To demonstrate the problem let's consider this bit of PHP code:

<?php

$html = new DOMDocument(null, 'UTF-8');

$content = '<meta http-equiv="content-type" content="text/html; charset=utf-8"><p>Lorem ipsum dolor sit amet, consectetur adipiscing elit. Etiam ullamcorper congue risus congue viverra. Integer ex ipsum, cursus vel lectus sit amet, sollicitudin eleifend ante. Fusce eget nulla dictum, varius libero vel, sagittis tortor. Donec neque felis, faucibus eget diam vitae, hendrerit fermentum lacus. Nunc in rhoncus metus. Pellentesque habitant morbi tristique senectus et netus et malesuada fames ac turpis egestas. Duis molestie lorem efficitur placerat convallis.</p><p>Paragraph 2</p>';

@$html->loadHTML($content);

print $html->saveHTML();

It's the same outline but in a short simple PHP script we can run at the command line.

$ php test.php
<!DOCTYPE html PUBLIC "-//W3C//DTD HTML 4.0 Transitional//EN" "http://www.w3.org/TR/REC-html40/loose.dtd">
<html><head><meta http-equiv="content-type" content="text/html; charset=utf-8"></head><body><p>Lorem ipsum dolor sit amet, consectetur adipiscing elit. Etiam ullamcorper congue risus congue viverra. Integer ex ipsum, cursus vel lectus sit amet, sollicitudin eleifend ante. Fusce eget nulla dictum, varius libero vel, sagittis tortor. Donec neque felis, faucibus eget diam vitae, hendrerit fermentum lacus. Nunc in rhoncus metus. Pellentesque habitant morbi tristique senectus et netus et malesuada fames ac turpis egestas. Duis molestie lorem efficitur placerat convallis.</p><p>Paragraph 2</p></body></html>

This took the HTML we provided, wrapping the whole thing with DOCTYPE, <html>, <head>, and <body> tags. Imagine if you will this being put in the center portion of a Wordpress page, encased within the wrappings of header area, sidebars, and so forth.

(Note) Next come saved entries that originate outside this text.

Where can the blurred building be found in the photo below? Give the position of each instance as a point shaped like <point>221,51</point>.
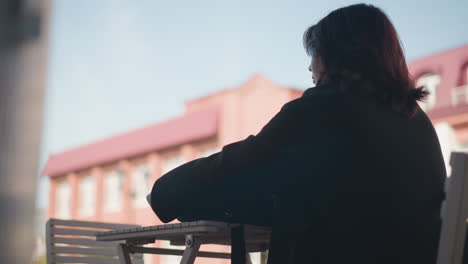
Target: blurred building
<point>445,75</point>
<point>24,44</point>
<point>109,179</point>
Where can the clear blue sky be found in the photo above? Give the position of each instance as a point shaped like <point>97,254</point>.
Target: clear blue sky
<point>116,65</point>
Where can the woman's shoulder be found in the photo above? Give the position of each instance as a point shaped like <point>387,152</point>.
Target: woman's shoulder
<point>318,96</point>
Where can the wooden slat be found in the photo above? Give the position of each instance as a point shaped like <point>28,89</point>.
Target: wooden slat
<point>82,242</point>
<point>74,232</point>
<point>89,260</point>
<point>85,251</point>
<point>178,252</point>
<point>211,224</point>
<point>174,233</point>
<point>89,224</point>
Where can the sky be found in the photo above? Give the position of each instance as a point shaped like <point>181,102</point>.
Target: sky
<point>117,65</point>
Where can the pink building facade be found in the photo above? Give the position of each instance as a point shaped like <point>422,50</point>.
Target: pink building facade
<point>445,75</point>
<point>109,179</point>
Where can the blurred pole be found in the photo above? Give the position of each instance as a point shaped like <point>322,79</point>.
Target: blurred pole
<point>23,54</point>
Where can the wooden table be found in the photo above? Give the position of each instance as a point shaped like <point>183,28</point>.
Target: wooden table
<point>242,238</point>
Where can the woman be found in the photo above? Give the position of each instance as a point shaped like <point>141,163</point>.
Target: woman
<point>354,164</point>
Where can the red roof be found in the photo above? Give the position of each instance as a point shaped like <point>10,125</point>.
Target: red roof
<point>190,127</point>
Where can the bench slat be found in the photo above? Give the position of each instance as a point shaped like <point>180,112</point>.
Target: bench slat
<point>89,224</point>
<point>75,232</point>
<point>85,251</point>
<point>88,260</point>
<point>83,242</point>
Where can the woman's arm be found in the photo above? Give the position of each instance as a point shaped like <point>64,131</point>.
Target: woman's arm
<point>203,187</point>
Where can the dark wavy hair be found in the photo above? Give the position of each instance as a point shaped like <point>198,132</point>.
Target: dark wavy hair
<point>357,43</point>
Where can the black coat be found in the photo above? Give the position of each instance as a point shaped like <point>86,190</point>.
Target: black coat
<point>358,182</point>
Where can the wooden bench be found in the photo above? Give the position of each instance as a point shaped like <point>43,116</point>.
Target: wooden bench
<point>70,241</point>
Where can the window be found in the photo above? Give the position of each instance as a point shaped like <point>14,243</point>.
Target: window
<point>113,184</point>
<point>87,196</point>
<point>431,82</point>
<point>172,163</point>
<point>209,151</point>
<point>141,178</point>
<point>62,200</point>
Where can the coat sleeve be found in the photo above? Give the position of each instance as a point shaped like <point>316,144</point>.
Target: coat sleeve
<point>209,188</point>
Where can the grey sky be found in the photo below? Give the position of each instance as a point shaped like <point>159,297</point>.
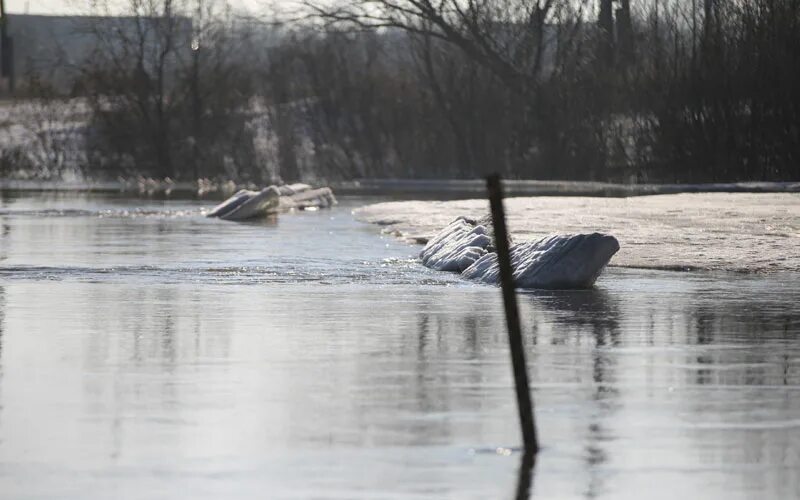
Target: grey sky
<point>81,6</point>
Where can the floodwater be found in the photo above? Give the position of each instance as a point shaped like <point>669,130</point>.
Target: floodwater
<point>149,352</point>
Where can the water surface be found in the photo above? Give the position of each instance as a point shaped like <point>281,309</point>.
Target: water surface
<point>149,352</point>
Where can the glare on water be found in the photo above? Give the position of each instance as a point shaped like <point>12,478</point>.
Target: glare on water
<point>149,352</point>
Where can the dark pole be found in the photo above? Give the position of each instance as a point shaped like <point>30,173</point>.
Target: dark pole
<point>196,104</point>
<point>6,49</point>
<point>512,316</point>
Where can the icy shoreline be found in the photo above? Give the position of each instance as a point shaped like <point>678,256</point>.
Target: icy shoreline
<point>740,232</point>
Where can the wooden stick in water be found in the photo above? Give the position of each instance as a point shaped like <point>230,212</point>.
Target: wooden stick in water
<point>524,405</point>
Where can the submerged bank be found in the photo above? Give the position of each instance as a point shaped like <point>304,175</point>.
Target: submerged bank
<point>741,232</point>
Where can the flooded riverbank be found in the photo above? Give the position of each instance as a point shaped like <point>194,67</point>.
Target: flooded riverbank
<point>149,352</point>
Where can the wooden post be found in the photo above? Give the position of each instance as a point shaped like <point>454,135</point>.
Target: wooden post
<point>6,49</point>
<point>512,316</point>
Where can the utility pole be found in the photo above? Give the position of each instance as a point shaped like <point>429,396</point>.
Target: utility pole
<point>6,49</point>
<point>196,103</point>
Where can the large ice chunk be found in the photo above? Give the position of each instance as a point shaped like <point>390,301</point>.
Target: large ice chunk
<point>457,247</point>
<point>247,204</point>
<point>559,261</point>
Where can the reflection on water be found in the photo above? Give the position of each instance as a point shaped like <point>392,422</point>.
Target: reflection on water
<point>171,355</point>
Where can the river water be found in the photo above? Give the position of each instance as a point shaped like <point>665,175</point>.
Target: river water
<point>149,352</point>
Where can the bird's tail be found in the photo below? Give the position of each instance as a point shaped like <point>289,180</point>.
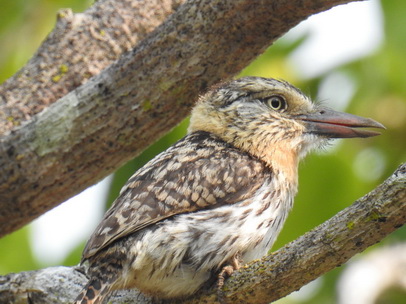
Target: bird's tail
<point>93,293</point>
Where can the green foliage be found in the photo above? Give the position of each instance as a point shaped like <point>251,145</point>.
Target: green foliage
<point>329,181</point>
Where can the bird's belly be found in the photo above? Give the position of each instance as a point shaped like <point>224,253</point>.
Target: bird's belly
<point>185,251</point>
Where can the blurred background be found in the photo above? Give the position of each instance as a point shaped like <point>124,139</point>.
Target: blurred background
<point>352,58</point>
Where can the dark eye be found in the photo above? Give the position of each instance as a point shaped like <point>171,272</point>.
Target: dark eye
<point>277,103</point>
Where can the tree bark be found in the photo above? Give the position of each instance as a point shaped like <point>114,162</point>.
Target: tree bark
<point>95,128</point>
<point>364,223</point>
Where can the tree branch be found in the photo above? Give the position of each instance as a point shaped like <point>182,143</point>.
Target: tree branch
<point>97,127</point>
<point>364,223</point>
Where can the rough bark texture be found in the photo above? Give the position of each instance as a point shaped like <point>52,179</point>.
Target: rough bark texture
<point>357,227</point>
<point>80,46</point>
<point>97,127</point>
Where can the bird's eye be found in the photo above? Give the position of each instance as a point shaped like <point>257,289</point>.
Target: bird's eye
<point>277,103</point>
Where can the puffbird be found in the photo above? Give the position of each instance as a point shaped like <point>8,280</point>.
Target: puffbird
<point>216,198</point>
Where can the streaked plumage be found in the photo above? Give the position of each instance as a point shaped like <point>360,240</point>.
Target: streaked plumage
<point>222,191</point>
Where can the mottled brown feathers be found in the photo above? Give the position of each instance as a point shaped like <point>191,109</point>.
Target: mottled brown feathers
<point>200,171</point>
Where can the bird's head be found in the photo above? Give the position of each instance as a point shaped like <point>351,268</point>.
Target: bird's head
<point>268,117</point>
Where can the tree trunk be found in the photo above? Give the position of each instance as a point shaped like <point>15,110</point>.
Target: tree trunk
<point>88,133</point>
<point>329,245</point>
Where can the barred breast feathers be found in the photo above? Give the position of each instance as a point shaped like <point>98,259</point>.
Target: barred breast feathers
<point>199,172</point>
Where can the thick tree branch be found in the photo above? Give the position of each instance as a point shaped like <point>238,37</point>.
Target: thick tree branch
<point>97,127</point>
<point>329,245</point>
<point>80,46</point>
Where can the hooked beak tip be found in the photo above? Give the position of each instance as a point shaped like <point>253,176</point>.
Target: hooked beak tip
<point>334,124</point>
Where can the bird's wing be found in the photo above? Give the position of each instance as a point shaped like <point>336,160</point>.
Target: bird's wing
<point>198,172</point>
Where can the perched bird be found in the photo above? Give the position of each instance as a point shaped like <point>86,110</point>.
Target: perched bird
<point>218,197</point>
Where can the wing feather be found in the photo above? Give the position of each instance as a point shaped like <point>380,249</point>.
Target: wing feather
<point>199,172</point>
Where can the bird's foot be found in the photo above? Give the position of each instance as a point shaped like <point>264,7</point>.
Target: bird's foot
<point>226,272</point>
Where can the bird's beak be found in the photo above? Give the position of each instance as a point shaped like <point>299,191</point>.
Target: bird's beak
<point>333,124</point>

The issue is discussed in the saveHTML documentation: (php.net) php.net manual domdocument.savehtml.php

What we want is to still use DOMDocument to manipulate the HTML as a DOM, but somehow extract what's inside the <body> tag.

The saveHTML function takes an optional argument to select a subsection of the DOM to serialize. That means the last line of the script can be replaced with this:

print $html->saveHTML($html->getElementsByTagName('body')->item(0));

That's better:

$ php test.php
<body>
<p>Lorem ipsum dolor sit amet, consectetur adipiscing elit. Etiam ullamcorper congue risus congue viverra. Integer ex ipsum, cursus vel lectus sit amet, sollicitudin eleifend ante. Fusce eget nulla dictum, varius libero vel, sagittis tortor. Donec neque felis, faucibus eget diam vitae, hendrerit fermentum lacus. Nunc in rhoncus metus. Pellentesque habitant morbi tristique senectus et netus et malesuada fames ac turpis egestas. Duis molestie lorem efficitur placerat convallis.</p>
<p>Paragraph 2</p>
</body>

We got rid of some of the tags, but the <body> tag is still there.

print str_replace(array('<body>', '</body>'), '', $html->saveHTML($html->getElementsByTagName('body')->item(0)));

This removes the <body> tag

$ php test.php

<p>Lorem ipsum dolor sit amet, consectetur adipiscing elit. Etiam ullamcorper congue risus congue viverra. Integer ex ipsum, cursus vel lectus sit amet, sollicitudin eleifend ante. Fusce eget nulla dictum, varius libero vel, sagittis tortor. Donec neque felis, faucibus eget diam vitae, hendrerit fermentum lacus. Nunc in rhoncus metus. Pellentesque habitant morbi tristique senectus et netus et malesuada fames ac turpis egestas. Duis molestie lorem efficitur placerat convallis.</p>
<p>Paragraph 2</p>

In a Wordpress filter like the snippet I showed earlier, simply use that line substituting return for print.

Still can't quite say QED but this is finished and is straightforward.